Investigators may never prove Kremlin involvement in the suspected poisoning of a Russian spy because the evidence "will never go up the chain of command".

The head of the Russia institute at King's College London said the Kremlin would be able to maintain plausible deniability and always shift suspicions to "innate Russophobia".

Dr Samuel Greene said: "The reality is we don't know the cause of the illness, so there's nothing to trace, we don't know where it's going to be traced to...

"Even if in fact this has been somehow sanctioned or ordered out of the Kremlin, the reality is that... the investigation is never going to find hard and fast evidence that would lead all the way up the chain of command.

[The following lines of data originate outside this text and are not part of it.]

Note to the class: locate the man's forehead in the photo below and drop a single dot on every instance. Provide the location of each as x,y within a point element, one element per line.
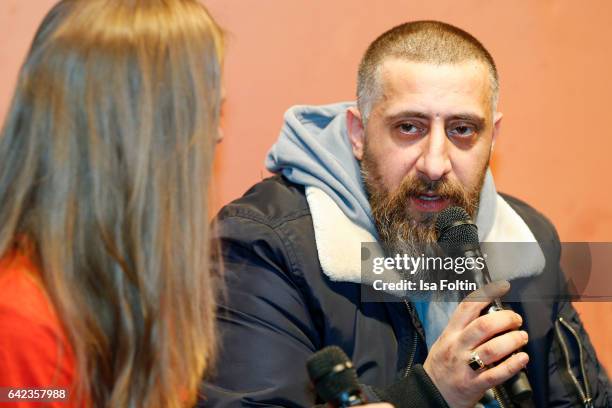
<point>429,87</point>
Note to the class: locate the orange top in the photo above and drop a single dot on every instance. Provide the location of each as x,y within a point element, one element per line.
<point>34,350</point>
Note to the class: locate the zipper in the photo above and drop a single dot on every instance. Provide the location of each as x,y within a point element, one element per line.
<point>413,344</point>
<point>498,397</point>
<point>585,393</point>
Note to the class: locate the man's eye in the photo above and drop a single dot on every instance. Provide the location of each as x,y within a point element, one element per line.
<point>462,131</point>
<point>409,128</point>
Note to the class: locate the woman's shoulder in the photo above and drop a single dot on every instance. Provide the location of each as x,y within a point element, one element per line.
<point>34,351</point>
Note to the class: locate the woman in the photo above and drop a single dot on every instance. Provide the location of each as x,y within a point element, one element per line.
<point>105,158</point>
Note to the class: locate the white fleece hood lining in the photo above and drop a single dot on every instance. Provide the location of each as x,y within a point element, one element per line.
<point>339,240</point>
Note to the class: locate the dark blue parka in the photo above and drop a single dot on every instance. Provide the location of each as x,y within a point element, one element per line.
<point>280,308</point>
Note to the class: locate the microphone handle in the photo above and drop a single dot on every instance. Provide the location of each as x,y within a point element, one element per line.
<point>518,387</point>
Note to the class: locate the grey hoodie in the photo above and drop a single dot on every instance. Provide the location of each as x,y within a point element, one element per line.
<point>314,150</point>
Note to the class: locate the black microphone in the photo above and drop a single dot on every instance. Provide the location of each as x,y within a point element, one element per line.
<point>458,236</point>
<point>335,378</point>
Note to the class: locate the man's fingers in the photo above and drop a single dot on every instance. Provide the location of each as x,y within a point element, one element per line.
<point>485,327</point>
<point>470,308</point>
<point>500,346</point>
<point>498,374</point>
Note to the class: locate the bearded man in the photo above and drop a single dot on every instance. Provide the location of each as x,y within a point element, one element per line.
<point>418,141</point>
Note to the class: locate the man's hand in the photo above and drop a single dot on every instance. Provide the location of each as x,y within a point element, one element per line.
<point>467,331</point>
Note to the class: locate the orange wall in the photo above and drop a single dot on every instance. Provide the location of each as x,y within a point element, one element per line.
<point>553,57</point>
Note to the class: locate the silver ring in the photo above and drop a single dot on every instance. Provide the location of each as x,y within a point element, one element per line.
<point>475,362</point>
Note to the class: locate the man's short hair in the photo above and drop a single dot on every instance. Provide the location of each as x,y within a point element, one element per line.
<point>419,41</point>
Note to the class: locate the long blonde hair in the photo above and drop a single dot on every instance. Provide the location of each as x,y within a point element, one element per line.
<point>105,159</point>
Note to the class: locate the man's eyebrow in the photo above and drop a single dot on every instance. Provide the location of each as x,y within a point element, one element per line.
<point>405,114</point>
<point>477,119</point>
<point>468,117</point>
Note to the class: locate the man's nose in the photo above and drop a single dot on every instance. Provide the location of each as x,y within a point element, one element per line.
<point>434,161</point>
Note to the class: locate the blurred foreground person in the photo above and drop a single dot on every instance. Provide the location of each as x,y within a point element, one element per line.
<point>105,158</point>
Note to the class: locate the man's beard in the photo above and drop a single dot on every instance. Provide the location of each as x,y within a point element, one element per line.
<point>399,231</point>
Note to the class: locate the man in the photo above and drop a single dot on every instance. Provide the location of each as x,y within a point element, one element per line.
<point>418,141</point>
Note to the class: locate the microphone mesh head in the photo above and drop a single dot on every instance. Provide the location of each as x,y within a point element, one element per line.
<point>450,229</point>
<point>331,383</point>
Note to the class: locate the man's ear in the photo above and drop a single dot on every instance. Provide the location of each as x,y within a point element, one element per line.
<point>496,127</point>
<point>356,132</point>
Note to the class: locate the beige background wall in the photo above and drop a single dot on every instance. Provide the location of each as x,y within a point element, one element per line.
<point>554,59</point>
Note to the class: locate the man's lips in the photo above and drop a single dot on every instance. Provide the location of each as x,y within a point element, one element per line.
<point>429,202</point>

"The Kremlin will in any case have tried to maintain some distance from this, and some plausible deniability."

It comes as Metropolitan Police confirmed the father and daughter remain in a critical condition in hospital.

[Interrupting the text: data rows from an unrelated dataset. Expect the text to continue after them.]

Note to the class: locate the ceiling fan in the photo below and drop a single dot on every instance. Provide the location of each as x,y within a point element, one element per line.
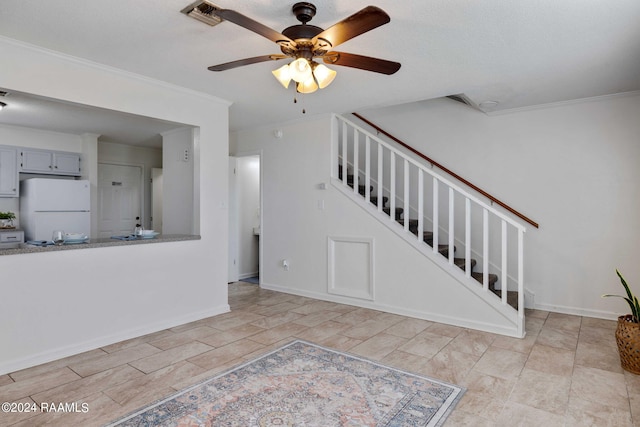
<point>304,43</point>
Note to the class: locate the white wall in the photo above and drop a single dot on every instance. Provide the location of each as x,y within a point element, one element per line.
<point>177,182</point>
<point>148,158</point>
<point>298,218</point>
<point>45,316</point>
<point>573,168</point>
<point>248,193</point>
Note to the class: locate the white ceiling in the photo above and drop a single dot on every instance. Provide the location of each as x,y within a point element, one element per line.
<point>519,53</point>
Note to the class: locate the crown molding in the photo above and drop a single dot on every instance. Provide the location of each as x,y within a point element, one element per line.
<point>564,103</point>
<point>113,70</point>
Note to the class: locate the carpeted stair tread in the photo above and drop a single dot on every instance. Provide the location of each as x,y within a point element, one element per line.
<point>461,262</point>
<point>374,200</point>
<point>399,212</point>
<point>512,296</point>
<point>493,278</point>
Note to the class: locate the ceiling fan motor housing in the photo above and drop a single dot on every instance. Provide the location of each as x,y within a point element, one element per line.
<point>304,11</point>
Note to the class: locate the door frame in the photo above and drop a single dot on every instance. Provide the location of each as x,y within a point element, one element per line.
<point>233,234</point>
<point>140,186</point>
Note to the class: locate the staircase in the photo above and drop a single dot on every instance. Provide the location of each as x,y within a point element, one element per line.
<point>422,207</point>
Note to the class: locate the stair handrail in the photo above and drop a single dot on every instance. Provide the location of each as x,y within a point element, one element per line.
<point>449,172</point>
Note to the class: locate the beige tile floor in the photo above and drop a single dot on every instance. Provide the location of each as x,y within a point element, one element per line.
<point>566,372</point>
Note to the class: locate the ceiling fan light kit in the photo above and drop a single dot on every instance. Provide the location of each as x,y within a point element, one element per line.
<point>303,43</point>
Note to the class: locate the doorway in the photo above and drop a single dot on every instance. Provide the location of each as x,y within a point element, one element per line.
<point>245,218</point>
<point>119,199</point>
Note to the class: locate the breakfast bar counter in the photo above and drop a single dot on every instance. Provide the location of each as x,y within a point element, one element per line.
<point>25,248</point>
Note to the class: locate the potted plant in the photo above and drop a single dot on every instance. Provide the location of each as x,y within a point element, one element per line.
<point>628,331</point>
<point>6,219</point>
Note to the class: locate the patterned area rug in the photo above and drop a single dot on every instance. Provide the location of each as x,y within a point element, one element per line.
<point>302,384</point>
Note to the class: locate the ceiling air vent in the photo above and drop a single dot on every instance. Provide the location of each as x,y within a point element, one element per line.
<point>203,11</point>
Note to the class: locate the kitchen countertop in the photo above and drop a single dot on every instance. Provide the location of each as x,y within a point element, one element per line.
<point>99,243</point>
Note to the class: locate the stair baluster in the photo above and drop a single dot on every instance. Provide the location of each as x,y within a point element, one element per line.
<point>357,159</point>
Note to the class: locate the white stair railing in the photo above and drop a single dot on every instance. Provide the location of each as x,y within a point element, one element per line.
<point>453,214</point>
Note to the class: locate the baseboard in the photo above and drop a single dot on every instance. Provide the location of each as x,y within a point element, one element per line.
<point>576,311</point>
<point>70,350</point>
<point>486,327</point>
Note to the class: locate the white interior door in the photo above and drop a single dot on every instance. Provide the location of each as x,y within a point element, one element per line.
<point>119,199</point>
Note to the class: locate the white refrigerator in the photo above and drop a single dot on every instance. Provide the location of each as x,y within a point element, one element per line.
<point>54,204</point>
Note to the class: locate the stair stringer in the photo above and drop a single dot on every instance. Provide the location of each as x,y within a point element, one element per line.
<point>516,324</point>
<point>512,282</point>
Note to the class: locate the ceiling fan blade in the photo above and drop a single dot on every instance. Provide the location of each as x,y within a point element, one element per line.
<point>362,62</point>
<point>360,22</point>
<point>255,26</point>
<point>246,61</point>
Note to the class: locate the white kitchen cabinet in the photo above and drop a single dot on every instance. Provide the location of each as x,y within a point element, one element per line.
<point>8,171</point>
<point>50,162</point>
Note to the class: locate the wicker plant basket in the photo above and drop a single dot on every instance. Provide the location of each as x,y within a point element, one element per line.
<point>628,339</point>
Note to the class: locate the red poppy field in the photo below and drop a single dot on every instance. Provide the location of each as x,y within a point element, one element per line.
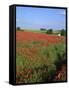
<point>40,57</point>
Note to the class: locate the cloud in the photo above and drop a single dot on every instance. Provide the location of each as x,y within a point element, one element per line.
<point>63,12</point>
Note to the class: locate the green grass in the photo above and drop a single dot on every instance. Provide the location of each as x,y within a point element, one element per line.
<point>41,61</point>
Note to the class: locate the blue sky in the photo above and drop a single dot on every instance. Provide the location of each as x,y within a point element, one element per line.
<point>36,18</point>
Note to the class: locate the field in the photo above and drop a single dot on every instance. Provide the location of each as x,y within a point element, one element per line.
<point>40,57</point>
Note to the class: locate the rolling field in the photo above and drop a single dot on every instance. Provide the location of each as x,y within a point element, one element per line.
<point>39,57</point>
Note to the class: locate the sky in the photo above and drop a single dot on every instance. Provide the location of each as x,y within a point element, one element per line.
<point>36,18</point>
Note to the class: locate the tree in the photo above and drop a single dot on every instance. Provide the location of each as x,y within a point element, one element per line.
<point>63,32</point>
<point>49,31</point>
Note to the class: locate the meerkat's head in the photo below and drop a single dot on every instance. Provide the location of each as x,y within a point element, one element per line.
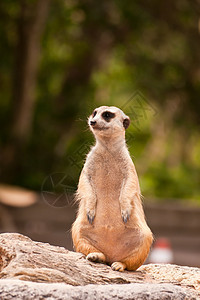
<point>108,121</point>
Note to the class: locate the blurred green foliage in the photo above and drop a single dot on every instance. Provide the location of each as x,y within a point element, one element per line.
<point>102,53</point>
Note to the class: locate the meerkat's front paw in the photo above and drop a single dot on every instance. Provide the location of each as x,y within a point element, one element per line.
<point>126,215</point>
<point>91,215</point>
<point>118,266</point>
<point>96,257</point>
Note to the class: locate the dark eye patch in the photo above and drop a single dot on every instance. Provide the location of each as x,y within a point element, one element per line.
<point>94,113</point>
<point>107,116</point>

New sites are being looked at by police following the suspected poisoning of former Russian double agent Sergei Skripal and his daughter Yulia.

Officers are keen to speak to anyone who visited the Zizzi pizza restaurant on Sunday.

In a statement, the head of the UK's counter-terror operations, Assistant Commissioner Mark Rowley, said: "The two people taken ill were in Salisbury centre from around 1.30pm. Did you see anything out of the ordinary?

"It may be that at the time, nothing appeared out of place or untoward but with what you now know, you remember something that might be of significance.

"Your memory of that afternoon and your movements alone could help us with missing pieces of the investigation. The weather was poor that day so there were not as many people out and about. Every statement we can take is important."

Metropolitan Police said: "There are a number of scenes in place in Wiltshire, linked to the investigation into two people being taken ill in Salisbury on Sunday, 4 March."

Counter-terror police are now leading the investigation because they have the "specialist expertise to do so", the Met said.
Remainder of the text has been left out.